Pirates attacked an oil tanker yesterday off the coast of Togo, taking control of its bridge and kidnapping 24 sailors before escaping amid an exchange of gunfire with a naval patrol boat, an anti-piracy organisation said.
The Associated Press (AP) reported that it wasn’t immediately clear if anyone was injured in the attack on the Greek-owned oil tanker, which had been anchored about 17 nautical miles (19 miles) away from Lome, Togo’s capital.
An official with the International Maritime Bureau, Noel Choong, the pirates took control of the vessel quickly, though an alarm from the ship alerted the Togolese navy. Choong said the navy boat trailed the tanker and sailors exchanged gunfire with the pirates before the tanker escaped.
A naval spokesman could not be immediately reached for comment Tuesday. The attack is just the latest to target West Africa’s Gulf of Guinea, which follows the continent’s southward curve from Liberia to Gabon. Over the last year, piracy there has escalated from low-level armed robberies to hijackings and cargo thefts.

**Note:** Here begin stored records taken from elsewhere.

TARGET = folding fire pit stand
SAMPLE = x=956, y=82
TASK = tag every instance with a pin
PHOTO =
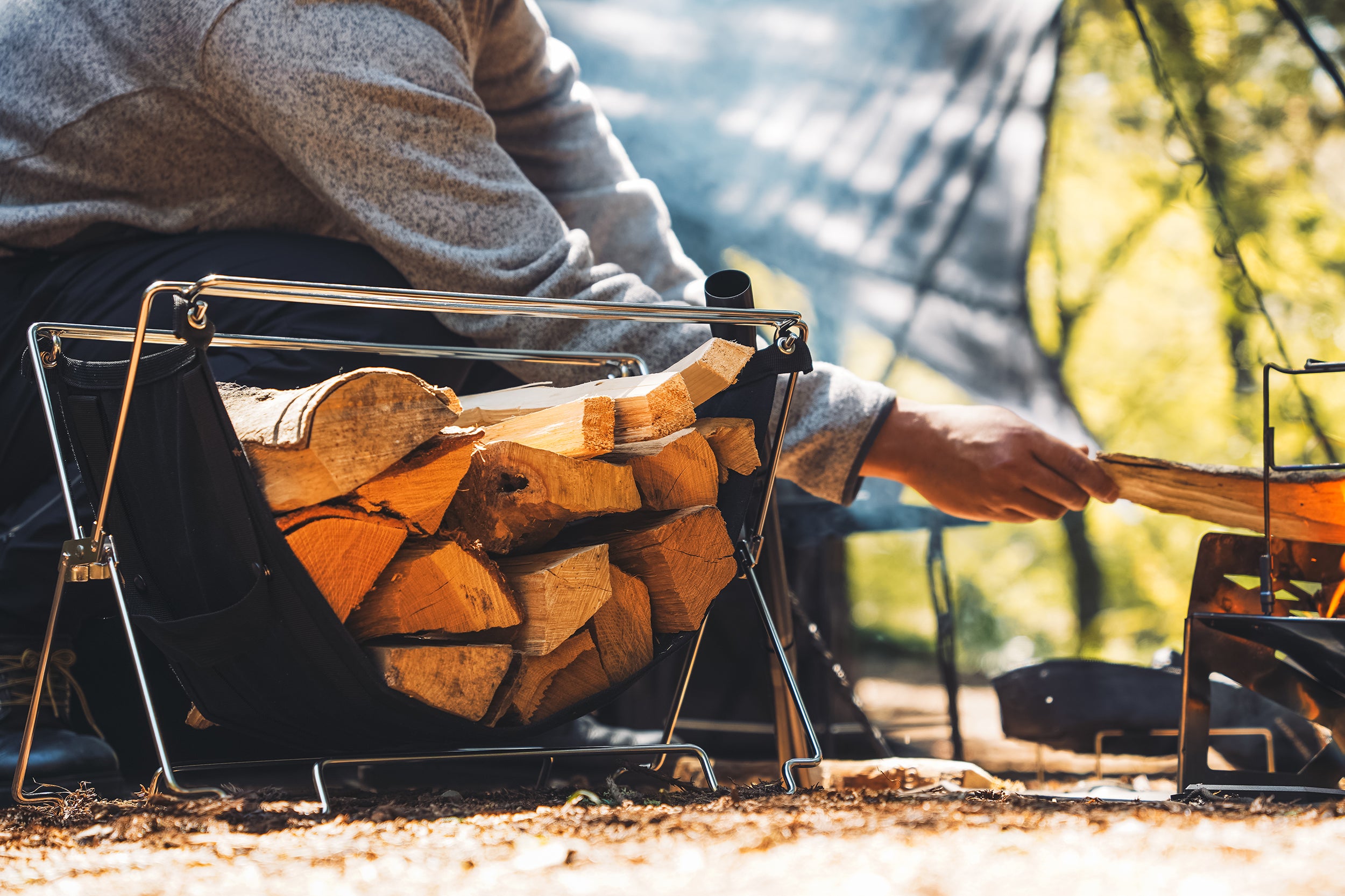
x=1258, y=641
x=95, y=556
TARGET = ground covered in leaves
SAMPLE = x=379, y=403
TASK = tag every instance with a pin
x=752, y=840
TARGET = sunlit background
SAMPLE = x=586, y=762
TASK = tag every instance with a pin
x=999, y=201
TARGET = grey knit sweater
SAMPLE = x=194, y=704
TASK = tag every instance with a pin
x=452, y=136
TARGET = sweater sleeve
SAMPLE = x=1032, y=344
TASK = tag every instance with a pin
x=383, y=112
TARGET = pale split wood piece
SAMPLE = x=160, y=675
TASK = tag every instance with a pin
x=684, y=557
x=1308, y=506
x=733, y=443
x=420, y=486
x=458, y=679
x=557, y=592
x=436, y=584
x=582, y=430
x=647, y=407
x=712, y=368
x=518, y=498
x=307, y=446
x=622, y=629
x=674, y=471
x=343, y=549
x=536, y=673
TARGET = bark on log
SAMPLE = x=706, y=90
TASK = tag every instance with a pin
x=584, y=428
x=436, y=584
x=684, y=557
x=674, y=471
x=343, y=549
x=622, y=629
x=649, y=407
x=557, y=592
x=420, y=486
x=536, y=673
x=458, y=679
x=1308, y=506
x=518, y=498
x=712, y=368
x=733, y=443
x=308, y=446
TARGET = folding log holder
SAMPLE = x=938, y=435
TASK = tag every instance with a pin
x=93, y=556
x=1266, y=641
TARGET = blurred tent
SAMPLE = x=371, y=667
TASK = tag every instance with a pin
x=887, y=155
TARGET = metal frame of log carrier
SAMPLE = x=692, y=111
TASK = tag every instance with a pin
x=95, y=556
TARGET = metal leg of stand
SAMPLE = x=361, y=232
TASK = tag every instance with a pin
x=814, y=747
x=20, y=770
x=166, y=767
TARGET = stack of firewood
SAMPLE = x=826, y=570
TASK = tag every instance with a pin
x=506, y=554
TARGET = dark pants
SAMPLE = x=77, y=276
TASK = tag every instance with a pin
x=104, y=286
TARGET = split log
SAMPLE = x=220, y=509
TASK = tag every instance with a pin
x=436, y=584
x=584, y=428
x=536, y=673
x=647, y=407
x=458, y=679
x=712, y=368
x=518, y=498
x=1304, y=505
x=684, y=557
x=343, y=549
x=308, y=446
x=733, y=443
x=674, y=471
x=420, y=486
x=580, y=680
x=557, y=592
x=622, y=630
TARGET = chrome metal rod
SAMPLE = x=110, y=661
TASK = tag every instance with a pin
x=790, y=765
x=291, y=344
x=144, y=687
x=517, y=752
x=30, y=726
x=679, y=692
x=486, y=304
x=45, y=392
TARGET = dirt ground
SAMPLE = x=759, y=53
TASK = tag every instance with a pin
x=754, y=840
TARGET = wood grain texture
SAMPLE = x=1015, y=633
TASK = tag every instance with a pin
x=733, y=443
x=420, y=486
x=674, y=471
x=622, y=629
x=536, y=673
x=684, y=557
x=518, y=498
x=712, y=368
x=343, y=549
x=458, y=679
x=436, y=584
x=557, y=592
x=1304, y=506
x=308, y=446
x=584, y=428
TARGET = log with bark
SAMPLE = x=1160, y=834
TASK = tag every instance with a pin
x=436, y=584
x=308, y=446
x=518, y=498
x=458, y=679
x=684, y=557
x=557, y=592
x=674, y=471
x=647, y=407
x=733, y=443
x=343, y=549
x=1308, y=506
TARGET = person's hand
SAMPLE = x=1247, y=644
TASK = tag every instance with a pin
x=985, y=463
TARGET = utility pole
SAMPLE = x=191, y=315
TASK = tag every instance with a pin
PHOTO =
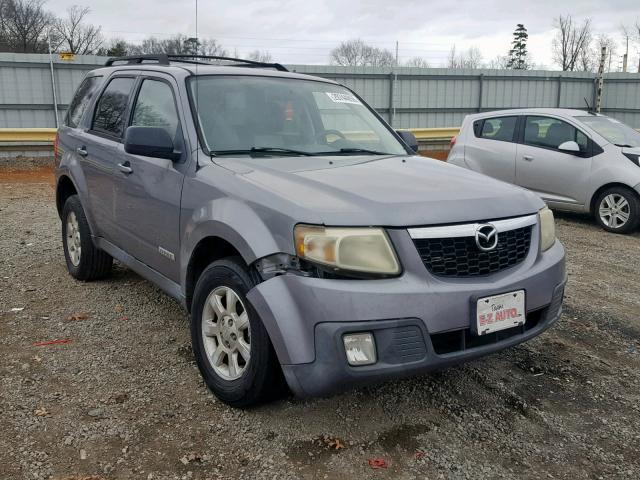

Last year, a London-based Lloyd’s Market Association-an umbrella group of insurers-listed Nigeria, neighbouring Benin and nearby waters in the same risk category as Somalia, where two decades of war and anarchy have allowed piracy to flourish.
The attack on the Greek oil tanker comes about a week after a similar attack on another tanker in the region, Choong said. “In that attack, the pirates released the crew after stealing the oil onboard. Judging the past attacks, they will take the vessel for several days, ransack it, take the cargo and leave the sailors,” Choong said.